CS 180 Project: Image Mosaics

Part A & B

Part A

Introduction
Computing Homographies and Warping
Image Rectification
Mosaics

Part B

Detecting Corners
Extracting Feature Descriptors
Matching Feature Descriptors
Random Sample Consensus (RANSAC)
Autostitching Mosaics
Reflection

Part 1. Introduction

In Project 4A, I took a bunch of pictures, recovered homographies, warped images and then blended them together to form mosaics and panoramas.

Part 2: Computing Homographies and Warping

The compute_homography function calculates the homography matrix between two sets of corresponding points. The function takes two input arrays: points from the first image and corresponding points in the target image. It constructs a system of linear equations and solves them using the least squares method to find the optimal homography matrix.

The warp_image function applies the computed homography to warp an input image. It uses the inverse of the homography matrix to map coordinates from the output image back to the input image. The function then uses bilinear interpolation to sample pixel values from the input image, ensuring smooth transitions between pixels in the warped result.
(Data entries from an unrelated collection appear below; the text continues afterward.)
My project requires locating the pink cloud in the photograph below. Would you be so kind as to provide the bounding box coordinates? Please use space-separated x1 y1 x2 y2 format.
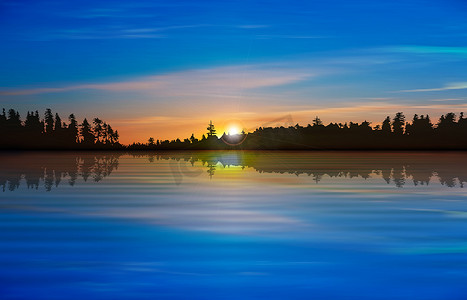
0 65 311 96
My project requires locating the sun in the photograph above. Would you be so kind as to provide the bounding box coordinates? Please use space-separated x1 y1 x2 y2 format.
222 119 246 136
227 125 241 135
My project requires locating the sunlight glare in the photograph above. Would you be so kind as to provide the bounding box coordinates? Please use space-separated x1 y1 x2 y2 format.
227 125 240 135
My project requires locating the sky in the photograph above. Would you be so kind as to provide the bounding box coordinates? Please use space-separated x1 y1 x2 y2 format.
1 0 467 144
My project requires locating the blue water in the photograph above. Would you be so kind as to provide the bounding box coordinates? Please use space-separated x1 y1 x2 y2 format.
1 151 467 299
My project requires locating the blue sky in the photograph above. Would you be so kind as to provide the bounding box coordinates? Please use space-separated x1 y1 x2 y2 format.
1 0 467 142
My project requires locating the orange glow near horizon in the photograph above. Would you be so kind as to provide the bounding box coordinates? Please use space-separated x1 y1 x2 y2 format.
219 119 246 136
109 103 467 145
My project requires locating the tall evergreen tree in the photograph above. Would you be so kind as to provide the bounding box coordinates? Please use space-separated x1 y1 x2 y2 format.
312 116 323 127
382 116 391 133
55 113 63 132
67 114 79 144
93 118 103 143
102 122 109 143
207 121 216 137
44 109 54 134
80 118 95 145
107 125 114 144
113 130 119 144
392 112 405 135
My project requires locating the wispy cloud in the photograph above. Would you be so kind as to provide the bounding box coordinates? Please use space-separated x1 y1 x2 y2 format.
381 45 467 55
24 30 167 41
430 98 467 102
0 64 312 96
286 102 467 115
118 34 165 39
62 7 157 19
236 25 269 29
28 24 209 41
22 23 271 41
257 35 327 39
122 24 211 33
399 82 467 92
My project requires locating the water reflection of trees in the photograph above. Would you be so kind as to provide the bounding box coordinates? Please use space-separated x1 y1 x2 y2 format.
152 152 467 188
0 153 120 192
2 151 466 192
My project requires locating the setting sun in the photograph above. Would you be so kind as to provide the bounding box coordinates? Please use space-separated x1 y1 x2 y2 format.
227 125 241 135
220 119 245 136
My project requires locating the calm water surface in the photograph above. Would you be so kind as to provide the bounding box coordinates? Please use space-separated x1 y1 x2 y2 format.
1 151 467 299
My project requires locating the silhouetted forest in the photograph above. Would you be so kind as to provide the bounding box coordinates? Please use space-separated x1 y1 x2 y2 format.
3 151 465 191
0 108 122 149
3 110 467 150
130 112 467 150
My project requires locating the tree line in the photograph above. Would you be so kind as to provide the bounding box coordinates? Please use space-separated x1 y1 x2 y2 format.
3 110 467 150
0 108 121 149
130 112 467 150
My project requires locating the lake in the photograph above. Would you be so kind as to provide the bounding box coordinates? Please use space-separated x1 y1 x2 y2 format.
1 151 467 299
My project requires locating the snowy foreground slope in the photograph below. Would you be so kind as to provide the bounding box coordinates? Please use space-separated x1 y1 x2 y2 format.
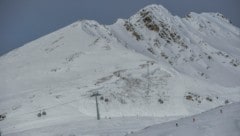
0 4 240 135
2 102 240 136
128 102 240 136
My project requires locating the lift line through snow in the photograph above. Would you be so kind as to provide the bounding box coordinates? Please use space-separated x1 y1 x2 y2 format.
91 92 101 120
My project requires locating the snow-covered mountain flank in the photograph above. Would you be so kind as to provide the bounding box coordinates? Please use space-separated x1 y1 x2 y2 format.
128 102 240 136
0 4 240 136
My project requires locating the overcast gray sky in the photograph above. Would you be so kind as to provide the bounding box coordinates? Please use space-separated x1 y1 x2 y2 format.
0 0 239 56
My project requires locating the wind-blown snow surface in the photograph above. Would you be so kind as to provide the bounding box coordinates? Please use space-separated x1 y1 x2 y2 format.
128 102 240 136
0 4 240 135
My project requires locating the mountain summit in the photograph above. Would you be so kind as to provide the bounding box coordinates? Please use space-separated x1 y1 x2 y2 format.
0 4 240 135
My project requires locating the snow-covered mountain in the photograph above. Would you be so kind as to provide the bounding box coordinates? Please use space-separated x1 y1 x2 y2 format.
0 4 240 135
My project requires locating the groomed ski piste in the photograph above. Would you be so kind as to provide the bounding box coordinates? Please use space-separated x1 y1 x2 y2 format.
128 102 240 136
0 4 240 136
1 102 239 136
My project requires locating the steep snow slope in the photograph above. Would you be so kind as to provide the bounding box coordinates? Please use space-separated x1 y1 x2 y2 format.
128 102 240 136
110 4 240 87
0 4 240 135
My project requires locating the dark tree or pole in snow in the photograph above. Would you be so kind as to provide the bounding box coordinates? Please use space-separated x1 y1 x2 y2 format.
91 92 101 120
147 63 150 91
146 63 150 95
95 95 100 120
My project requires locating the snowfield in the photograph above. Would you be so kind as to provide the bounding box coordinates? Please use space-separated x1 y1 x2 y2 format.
1 103 239 136
128 102 240 136
0 4 240 136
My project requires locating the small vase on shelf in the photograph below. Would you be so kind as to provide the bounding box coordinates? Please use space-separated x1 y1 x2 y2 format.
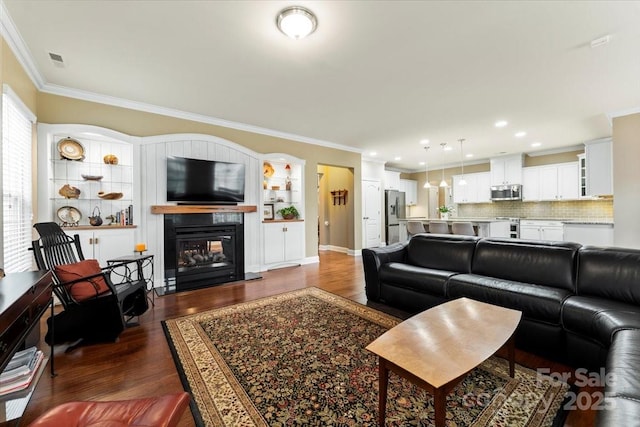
440 212 449 220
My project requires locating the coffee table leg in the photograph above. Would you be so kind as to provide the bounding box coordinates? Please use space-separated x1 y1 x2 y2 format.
434 388 446 427
378 357 388 426
507 335 516 377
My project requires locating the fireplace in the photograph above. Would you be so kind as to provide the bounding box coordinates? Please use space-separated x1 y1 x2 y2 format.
164 214 244 292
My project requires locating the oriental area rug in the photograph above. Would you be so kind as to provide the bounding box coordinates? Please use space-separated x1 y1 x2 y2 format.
162 287 569 426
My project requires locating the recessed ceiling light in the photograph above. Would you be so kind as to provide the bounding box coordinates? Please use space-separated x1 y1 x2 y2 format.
531 142 542 147
515 131 527 138
495 120 508 128
419 161 425 166
444 146 453 151
420 139 430 145
394 156 402 161
369 151 377 156
276 6 318 39
466 154 474 158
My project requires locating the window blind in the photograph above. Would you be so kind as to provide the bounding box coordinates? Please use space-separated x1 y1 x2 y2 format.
2 85 36 273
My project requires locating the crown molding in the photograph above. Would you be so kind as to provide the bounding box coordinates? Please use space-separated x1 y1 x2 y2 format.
0 0 45 88
607 106 640 125
525 144 584 157
39 82 362 154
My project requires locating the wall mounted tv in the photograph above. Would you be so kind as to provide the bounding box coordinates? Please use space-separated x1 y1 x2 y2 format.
166 156 245 204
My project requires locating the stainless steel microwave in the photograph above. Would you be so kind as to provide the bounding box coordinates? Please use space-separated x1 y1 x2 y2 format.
490 184 522 201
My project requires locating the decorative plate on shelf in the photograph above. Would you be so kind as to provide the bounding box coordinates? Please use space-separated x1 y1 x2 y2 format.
57 206 82 226
263 162 274 178
56 137 85 161
81 174 103 181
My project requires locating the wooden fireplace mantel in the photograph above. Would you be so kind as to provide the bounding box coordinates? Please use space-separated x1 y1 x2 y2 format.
151 205 257 214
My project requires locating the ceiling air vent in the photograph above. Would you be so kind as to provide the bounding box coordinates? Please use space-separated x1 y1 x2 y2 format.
48 52 65 67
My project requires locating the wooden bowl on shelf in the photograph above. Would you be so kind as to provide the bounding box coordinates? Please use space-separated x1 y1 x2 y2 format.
271 185 280 190
97 191 123 200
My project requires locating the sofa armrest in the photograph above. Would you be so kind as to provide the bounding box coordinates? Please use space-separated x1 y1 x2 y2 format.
362 242 408 302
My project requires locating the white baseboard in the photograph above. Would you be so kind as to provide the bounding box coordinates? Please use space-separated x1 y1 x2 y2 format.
319 245 361 256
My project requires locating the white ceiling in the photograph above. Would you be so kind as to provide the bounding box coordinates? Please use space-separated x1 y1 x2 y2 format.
3 1 640 171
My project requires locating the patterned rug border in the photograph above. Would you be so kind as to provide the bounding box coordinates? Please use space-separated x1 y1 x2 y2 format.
162 287 570 426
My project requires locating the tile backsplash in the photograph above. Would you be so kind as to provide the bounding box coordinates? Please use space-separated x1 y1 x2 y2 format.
456 199 613 220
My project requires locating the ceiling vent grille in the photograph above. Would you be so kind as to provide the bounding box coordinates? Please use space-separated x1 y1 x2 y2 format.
48 52 65 67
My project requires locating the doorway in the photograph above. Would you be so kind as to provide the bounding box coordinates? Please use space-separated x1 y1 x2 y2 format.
317 165 355 253
362 179 382 248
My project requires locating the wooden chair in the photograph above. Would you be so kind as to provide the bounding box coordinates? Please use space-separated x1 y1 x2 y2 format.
31 222 149 346
428 221 451 234
452 222 476 236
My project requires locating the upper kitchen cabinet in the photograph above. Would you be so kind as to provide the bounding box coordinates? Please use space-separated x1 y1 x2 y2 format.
522 162 579 202
399 179 418 205
584 138 613 196
490 154 523 186
384 170 401 190
453 172 491 203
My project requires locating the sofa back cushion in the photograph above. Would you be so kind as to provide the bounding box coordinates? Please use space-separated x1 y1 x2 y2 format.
471 238 580 292
407 234 479 273
577 246 640 305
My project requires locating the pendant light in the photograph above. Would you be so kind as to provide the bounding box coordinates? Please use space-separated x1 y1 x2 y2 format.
458 138 467 186
439 143 448 188
423 146 431 189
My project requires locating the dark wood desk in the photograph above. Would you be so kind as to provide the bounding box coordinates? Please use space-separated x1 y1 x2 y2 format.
0 271 54 423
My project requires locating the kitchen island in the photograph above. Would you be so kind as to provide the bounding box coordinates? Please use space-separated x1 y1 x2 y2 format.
398 217 614 245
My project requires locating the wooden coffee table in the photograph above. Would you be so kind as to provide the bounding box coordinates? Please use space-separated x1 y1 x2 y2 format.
366 297 522 426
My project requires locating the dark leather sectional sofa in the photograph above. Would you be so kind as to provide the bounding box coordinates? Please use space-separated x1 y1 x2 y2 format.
362 234 640 426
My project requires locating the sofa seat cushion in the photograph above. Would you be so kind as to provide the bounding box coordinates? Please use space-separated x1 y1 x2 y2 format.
379 262 456 296
598 329 640 426
562 296 640 348
447 274 571 324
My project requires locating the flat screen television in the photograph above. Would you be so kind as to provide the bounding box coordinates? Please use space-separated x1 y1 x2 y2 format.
166 156 245 204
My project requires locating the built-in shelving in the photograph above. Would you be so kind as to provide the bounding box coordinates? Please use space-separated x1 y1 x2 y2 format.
151 205 257 214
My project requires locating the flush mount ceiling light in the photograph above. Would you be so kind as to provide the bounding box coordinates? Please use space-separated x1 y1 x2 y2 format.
277 6 318 39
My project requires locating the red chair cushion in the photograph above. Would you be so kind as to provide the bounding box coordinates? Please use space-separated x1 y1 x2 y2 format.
54 259 110 301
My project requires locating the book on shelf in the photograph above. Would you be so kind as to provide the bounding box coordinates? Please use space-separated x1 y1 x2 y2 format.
0 347 44 397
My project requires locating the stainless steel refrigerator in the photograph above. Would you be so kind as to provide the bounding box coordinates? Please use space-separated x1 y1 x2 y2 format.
385 190 406 245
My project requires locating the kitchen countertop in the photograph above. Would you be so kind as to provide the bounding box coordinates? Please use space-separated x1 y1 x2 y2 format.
401 217 614 225
401 217 507 223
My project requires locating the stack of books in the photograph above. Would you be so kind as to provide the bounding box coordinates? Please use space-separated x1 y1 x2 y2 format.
0 347 44 398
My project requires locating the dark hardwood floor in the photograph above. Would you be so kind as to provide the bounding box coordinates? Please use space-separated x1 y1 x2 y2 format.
15 251 598 426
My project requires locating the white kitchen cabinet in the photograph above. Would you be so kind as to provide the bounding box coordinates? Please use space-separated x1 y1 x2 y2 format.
584 138 613 196
263 221 305 267
490 155 523 186
489 221 510 238
522 168 540 201
384 171 401 190
522 163 579 201
563 223 614 246
399 221 408 242
520 220 564 241
65 227 135 265
399 179 418 206
557 163 580 200
577 154 587 198
452 172 491 203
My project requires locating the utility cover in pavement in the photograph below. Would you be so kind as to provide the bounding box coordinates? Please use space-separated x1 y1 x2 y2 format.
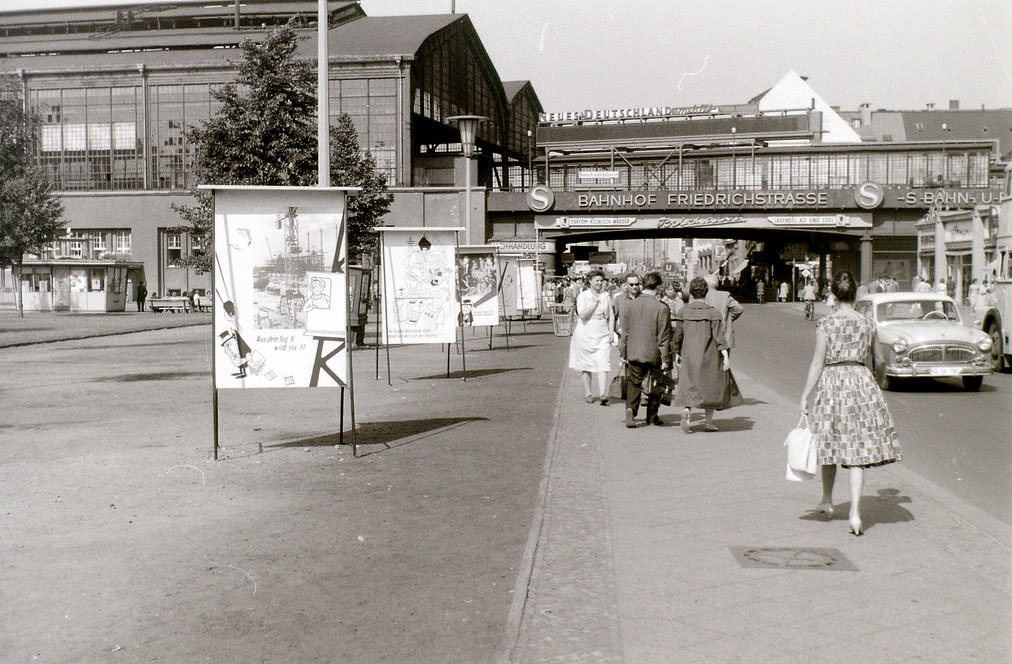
729 547 857 571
Part 3: Image Rectification

I picked an assortment of things to rectify: a parking sign near my apartment, the whiteboard in Evans 1015 (ft. CS 180) and a lamppost. You can see the correspondence points I picked marked in red. I was particularly happy with the rectification of the lamppost given how small the region was. For the board, I drew out COMPSCI 180 in bubble letters to also verify that the transformation preserved text written on the same plane as the changes.

Part 4: Mosaics

I am a fan of landscapes so a lot of my mosaics stem from pictures I took from the Campanile (Northside, Bayview) and at the rooftop of the Standard (sosc, short for Social Sciences Bldg). In addition, and for some variety, I also took a couple of pictures of my room and stitched them together to show that the process works for nearby objects as well.

My approach was:

Use the correspondence tool from Project 3 to match features in two images
Compute the midway points using them (center_pts)
Project each image onto the midway points
Create two masks using both left_warped and right_warped
Apply cv2.distanceTransform to get more gradual masks and prevent sharp lines
Perform a weighted sum using these masks and normalize accordingly to get the combined image

I included a naive combination of the two warped images by just taking an average as well. Some of the high filter features (like text in the wall picture) appear slightly blurry as they don't precisely line up with their opposing counterparts. I fiddled around with laplacian pyramids and sharpening but, in my opinion, it made the pictures worse. I attributed this to the warping step, wherein some pixels would necessarily get distributed across others when doing the bilinear interpolation. This is particularly pronounced for wide-angle shots (like Bayview), and was unlikely to be fixed by emphasizing the high filter components.

SOSC Mosaic

For this first mosaic, I also included the left and right masks I obtained for each image.

SOSC: Left Mask

SOSC: Right Mask

SOSC: Distance Transform Masks

SOSC: Warped Images

SOSC: Naive Combine and Distance Transform

Northside Mosaic

Northside: Original Images with Points

Northside: Warped Images

Northside: Naive Combine and Distance Transform

Bayview Mosaic

Bayview: Original Images with Points

Bayview: Warped Images

Bayview: Naive Combine and Distance Transform

Wall Mosaic

Wall: Original Images with Points

Wall: Warped Images

Wall: Naive Combine and Distance Transform

Part B

Detecting Corners

In my implementation, I began by detecting corners using the Harris algorithm through get_harris_corners(). After extracting the corner scores into a vector using scores = h[corners[:, 0], corners[:, 1]], I moved on to applying Adaptive Non-Maximal Suppression (ANMS). This crucial step helps me identify the strongest corners while ensuring they remain evenly distributed across the image.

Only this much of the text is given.